Which techniques can I use to select the important variables that I should keep?

Question

In a project that I'm working in, there are 5 equal soil humidity sensors displayed in the exact same point but at different depths (20,40,60,80 and 100cm from the surface, respectively). Therefore, each sensor measures the humidity level at these different depths providing info that is later used into a prediction model (including some other variables though). As the differences of conditions between each sensor vary so little, there's little difference and a high linear correlation between each sensor.

How can I select a subset of this sensors (without having a response variable) or demonstrate that among those variables there is redundant information (if it is redundant) and so I can dispense with using some of them, considering that the fewer sensors I use, the cheaper the system gets?

?cm I presume.
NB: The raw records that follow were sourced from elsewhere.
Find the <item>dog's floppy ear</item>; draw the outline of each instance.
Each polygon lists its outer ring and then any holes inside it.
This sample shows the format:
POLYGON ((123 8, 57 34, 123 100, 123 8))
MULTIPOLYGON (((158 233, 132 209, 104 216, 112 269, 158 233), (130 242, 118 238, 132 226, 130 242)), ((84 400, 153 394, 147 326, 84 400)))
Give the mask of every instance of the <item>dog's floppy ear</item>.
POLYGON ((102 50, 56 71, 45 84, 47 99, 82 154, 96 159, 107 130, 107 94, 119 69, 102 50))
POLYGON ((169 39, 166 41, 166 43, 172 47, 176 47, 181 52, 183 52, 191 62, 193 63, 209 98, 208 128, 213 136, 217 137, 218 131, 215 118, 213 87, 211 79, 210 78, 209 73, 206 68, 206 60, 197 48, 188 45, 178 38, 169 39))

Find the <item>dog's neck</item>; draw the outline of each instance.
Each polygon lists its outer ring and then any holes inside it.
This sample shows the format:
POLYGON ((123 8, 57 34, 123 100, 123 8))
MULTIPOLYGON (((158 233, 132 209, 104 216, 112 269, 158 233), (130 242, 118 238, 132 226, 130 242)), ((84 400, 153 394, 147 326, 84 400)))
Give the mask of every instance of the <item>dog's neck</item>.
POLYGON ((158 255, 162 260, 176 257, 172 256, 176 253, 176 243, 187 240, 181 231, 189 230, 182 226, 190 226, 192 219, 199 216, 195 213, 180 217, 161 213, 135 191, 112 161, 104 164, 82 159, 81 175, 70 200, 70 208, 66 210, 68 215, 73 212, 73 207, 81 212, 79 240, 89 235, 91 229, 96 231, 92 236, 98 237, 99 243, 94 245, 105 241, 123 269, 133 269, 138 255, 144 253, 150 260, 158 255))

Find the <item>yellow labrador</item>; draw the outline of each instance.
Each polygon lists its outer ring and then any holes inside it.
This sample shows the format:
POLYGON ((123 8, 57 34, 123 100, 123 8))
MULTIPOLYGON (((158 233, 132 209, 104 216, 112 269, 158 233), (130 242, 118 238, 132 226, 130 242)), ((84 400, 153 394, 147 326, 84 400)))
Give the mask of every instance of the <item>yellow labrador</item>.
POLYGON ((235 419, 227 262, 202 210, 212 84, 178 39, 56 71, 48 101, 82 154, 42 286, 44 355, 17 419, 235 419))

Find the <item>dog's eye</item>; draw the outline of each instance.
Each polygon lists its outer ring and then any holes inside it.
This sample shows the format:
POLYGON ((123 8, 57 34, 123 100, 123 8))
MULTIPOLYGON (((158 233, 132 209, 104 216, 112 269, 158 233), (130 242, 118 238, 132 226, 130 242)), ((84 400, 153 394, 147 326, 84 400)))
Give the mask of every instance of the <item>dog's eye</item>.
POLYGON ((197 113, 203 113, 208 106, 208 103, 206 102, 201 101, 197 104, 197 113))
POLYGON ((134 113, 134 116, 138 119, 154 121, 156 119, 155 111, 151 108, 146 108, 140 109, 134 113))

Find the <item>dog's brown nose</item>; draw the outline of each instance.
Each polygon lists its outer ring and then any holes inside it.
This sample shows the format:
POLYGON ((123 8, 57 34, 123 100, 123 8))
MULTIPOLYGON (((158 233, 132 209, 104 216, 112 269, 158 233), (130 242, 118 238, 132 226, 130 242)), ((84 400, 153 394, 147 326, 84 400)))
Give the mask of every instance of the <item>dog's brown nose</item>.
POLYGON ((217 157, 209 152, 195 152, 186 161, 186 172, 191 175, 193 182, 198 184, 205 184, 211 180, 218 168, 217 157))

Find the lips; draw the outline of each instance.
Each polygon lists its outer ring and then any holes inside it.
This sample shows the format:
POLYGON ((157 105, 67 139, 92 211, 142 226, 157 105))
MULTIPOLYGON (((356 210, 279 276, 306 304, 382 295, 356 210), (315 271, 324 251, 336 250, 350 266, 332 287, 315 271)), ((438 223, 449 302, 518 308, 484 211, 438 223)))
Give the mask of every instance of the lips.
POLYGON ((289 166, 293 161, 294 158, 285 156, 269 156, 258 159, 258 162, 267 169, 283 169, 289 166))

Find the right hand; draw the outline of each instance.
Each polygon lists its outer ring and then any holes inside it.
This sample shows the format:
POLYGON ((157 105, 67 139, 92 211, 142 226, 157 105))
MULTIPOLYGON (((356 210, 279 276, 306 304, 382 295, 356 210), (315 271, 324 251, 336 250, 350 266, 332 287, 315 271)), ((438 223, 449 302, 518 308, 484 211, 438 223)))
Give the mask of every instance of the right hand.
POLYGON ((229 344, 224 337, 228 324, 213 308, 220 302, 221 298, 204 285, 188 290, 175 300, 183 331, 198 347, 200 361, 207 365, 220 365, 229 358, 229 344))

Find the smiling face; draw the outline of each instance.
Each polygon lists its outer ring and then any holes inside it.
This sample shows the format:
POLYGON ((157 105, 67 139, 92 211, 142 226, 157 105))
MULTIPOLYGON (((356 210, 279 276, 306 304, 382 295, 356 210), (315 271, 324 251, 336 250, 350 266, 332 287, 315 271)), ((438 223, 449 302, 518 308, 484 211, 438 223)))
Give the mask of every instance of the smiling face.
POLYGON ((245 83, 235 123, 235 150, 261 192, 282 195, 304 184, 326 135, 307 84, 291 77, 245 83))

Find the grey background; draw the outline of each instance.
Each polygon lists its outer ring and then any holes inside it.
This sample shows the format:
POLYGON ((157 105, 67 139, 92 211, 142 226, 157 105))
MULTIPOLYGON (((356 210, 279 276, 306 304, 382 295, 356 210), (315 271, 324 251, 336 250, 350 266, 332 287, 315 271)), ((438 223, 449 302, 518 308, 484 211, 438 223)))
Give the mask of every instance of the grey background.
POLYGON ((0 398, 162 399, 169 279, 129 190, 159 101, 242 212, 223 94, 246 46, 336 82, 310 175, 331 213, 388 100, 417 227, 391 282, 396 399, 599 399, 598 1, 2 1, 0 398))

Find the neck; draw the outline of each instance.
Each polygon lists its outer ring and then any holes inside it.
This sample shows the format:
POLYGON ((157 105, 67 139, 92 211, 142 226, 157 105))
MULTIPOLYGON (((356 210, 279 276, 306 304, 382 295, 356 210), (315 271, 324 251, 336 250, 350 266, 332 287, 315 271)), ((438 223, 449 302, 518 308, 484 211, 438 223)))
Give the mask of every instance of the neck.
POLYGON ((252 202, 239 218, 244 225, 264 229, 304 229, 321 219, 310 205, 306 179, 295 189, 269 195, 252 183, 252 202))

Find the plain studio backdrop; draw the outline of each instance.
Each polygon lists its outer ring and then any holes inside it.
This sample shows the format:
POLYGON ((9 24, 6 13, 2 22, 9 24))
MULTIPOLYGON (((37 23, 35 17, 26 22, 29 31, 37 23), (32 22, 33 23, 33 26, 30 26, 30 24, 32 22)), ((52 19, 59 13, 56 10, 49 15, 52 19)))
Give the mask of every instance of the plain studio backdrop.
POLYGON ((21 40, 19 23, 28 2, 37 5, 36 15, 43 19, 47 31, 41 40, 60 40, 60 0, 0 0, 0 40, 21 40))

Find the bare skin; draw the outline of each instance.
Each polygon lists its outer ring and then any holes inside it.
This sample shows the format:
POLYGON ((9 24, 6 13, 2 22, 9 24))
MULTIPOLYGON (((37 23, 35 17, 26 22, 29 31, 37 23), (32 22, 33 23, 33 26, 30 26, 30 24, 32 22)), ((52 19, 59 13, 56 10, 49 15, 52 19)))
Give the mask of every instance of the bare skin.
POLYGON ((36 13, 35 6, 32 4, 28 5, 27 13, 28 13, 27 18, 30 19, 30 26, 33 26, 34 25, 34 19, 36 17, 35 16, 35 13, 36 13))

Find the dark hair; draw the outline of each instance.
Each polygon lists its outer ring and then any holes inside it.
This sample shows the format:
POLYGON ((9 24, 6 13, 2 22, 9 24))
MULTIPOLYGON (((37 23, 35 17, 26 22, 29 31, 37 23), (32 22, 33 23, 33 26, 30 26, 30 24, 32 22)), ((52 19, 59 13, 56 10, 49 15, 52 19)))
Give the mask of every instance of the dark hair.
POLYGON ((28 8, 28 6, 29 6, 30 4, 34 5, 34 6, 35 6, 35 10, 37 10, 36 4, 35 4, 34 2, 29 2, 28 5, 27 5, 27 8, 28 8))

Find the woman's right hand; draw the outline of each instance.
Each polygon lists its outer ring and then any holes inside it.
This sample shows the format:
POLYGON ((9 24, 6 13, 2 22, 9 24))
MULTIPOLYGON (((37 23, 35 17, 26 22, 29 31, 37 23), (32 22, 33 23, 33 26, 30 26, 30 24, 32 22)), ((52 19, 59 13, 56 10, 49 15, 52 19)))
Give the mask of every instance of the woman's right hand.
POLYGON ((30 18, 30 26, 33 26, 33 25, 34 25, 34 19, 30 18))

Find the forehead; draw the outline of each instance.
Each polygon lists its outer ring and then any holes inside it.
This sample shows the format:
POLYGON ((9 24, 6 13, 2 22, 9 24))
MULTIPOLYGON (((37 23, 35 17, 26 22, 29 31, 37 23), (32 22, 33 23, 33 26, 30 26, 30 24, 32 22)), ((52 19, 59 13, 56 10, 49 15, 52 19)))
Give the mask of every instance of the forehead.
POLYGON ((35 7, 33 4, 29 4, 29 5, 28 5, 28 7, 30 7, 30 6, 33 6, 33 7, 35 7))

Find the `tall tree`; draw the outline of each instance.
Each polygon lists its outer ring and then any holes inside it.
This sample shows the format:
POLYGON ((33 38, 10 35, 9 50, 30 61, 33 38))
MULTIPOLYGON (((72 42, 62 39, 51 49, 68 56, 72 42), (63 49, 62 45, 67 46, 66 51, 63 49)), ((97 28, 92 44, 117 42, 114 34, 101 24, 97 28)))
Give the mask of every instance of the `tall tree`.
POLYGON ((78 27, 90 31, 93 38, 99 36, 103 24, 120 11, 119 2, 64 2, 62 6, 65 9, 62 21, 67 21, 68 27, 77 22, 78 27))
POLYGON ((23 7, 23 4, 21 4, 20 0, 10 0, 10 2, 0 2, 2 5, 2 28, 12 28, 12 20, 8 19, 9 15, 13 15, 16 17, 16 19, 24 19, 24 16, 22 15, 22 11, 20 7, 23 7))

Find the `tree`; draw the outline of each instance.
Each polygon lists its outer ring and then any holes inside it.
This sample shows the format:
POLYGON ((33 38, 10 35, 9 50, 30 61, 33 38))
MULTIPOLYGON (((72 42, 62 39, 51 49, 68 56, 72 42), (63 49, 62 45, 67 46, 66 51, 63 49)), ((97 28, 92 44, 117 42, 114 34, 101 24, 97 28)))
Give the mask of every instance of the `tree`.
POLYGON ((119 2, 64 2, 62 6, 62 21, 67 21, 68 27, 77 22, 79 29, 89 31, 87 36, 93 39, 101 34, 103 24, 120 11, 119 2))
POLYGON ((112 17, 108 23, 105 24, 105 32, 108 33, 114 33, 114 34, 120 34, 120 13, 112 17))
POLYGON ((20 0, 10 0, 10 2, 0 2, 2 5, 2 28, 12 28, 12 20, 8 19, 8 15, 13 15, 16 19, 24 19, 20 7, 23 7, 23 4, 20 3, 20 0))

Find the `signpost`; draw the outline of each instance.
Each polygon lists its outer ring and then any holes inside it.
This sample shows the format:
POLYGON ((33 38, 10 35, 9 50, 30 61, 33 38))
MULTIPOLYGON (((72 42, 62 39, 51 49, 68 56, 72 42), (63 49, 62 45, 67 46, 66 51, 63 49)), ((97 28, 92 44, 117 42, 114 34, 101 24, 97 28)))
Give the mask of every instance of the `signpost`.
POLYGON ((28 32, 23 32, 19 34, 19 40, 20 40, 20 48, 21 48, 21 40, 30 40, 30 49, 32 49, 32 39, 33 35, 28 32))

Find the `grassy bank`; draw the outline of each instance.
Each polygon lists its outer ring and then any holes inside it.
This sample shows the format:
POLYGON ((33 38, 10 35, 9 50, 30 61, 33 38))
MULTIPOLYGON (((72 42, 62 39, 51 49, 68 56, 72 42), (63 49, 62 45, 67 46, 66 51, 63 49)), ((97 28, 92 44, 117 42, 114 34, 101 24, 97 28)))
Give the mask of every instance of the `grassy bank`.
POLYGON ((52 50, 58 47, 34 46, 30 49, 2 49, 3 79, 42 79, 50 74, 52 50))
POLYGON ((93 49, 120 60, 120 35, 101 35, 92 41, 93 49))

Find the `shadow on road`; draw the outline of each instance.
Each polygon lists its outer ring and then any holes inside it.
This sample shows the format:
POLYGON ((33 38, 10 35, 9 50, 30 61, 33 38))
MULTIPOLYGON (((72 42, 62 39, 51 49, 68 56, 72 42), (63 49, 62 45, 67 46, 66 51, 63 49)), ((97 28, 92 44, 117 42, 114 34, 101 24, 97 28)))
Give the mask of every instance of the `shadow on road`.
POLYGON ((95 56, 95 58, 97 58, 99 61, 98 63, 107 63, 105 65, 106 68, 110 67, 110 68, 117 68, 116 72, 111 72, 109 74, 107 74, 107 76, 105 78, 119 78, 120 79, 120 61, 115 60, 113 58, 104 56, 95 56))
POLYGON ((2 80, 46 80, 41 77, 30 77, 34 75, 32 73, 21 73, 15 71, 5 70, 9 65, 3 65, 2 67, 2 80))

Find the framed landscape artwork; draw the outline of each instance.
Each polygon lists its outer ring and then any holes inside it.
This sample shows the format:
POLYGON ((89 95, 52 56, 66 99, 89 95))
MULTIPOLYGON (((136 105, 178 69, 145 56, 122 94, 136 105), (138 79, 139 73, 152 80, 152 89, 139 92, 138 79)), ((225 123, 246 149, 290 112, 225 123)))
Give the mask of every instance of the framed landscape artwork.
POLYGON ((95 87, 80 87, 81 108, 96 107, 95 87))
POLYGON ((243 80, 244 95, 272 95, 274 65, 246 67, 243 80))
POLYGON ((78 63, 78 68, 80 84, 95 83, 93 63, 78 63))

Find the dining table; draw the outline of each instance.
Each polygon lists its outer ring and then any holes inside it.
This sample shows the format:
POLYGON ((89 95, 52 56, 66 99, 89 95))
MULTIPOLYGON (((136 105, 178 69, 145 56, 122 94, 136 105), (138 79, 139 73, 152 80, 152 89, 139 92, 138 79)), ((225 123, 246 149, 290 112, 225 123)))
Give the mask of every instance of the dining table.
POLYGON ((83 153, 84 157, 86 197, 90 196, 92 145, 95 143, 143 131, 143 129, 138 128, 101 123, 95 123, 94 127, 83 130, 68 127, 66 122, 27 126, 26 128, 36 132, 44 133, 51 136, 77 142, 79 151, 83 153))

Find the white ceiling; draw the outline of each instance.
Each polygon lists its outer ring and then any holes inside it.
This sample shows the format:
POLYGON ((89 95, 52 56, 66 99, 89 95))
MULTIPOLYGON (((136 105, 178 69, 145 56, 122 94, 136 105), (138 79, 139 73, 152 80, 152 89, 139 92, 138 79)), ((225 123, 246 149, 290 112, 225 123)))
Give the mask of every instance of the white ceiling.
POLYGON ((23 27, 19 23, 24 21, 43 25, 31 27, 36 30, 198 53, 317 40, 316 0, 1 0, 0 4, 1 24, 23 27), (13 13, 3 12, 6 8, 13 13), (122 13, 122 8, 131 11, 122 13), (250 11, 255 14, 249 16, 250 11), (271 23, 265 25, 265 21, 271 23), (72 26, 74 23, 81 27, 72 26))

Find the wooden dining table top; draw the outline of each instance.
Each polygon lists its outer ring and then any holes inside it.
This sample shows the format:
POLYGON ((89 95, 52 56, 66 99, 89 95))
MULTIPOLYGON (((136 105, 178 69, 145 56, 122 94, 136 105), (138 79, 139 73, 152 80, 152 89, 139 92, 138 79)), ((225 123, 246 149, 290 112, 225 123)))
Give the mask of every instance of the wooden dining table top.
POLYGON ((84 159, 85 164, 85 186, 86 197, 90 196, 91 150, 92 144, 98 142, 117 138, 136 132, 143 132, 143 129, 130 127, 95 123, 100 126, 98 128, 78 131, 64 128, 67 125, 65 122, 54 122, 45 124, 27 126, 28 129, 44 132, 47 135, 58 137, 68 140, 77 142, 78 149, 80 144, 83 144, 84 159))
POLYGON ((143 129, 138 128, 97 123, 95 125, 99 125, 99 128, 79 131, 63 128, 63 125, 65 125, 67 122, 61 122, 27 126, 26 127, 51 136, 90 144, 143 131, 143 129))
And, BTW you cannot determine what contributes to a model without having a model. When you include a predicted (dependent) variable, then you can use ANOVA to determine which independent parameters (sensors) can be despensed with. — Carl, Oct 25 '16 at 04:07

score 1 · Accepted Answer · answered Oct 25 '16 at 10:17

1

Without examining the relation of the candidate predictors to the response, you can perform a redundancy analysis to determine how well each can be predicted from the others, or from subsets of the others.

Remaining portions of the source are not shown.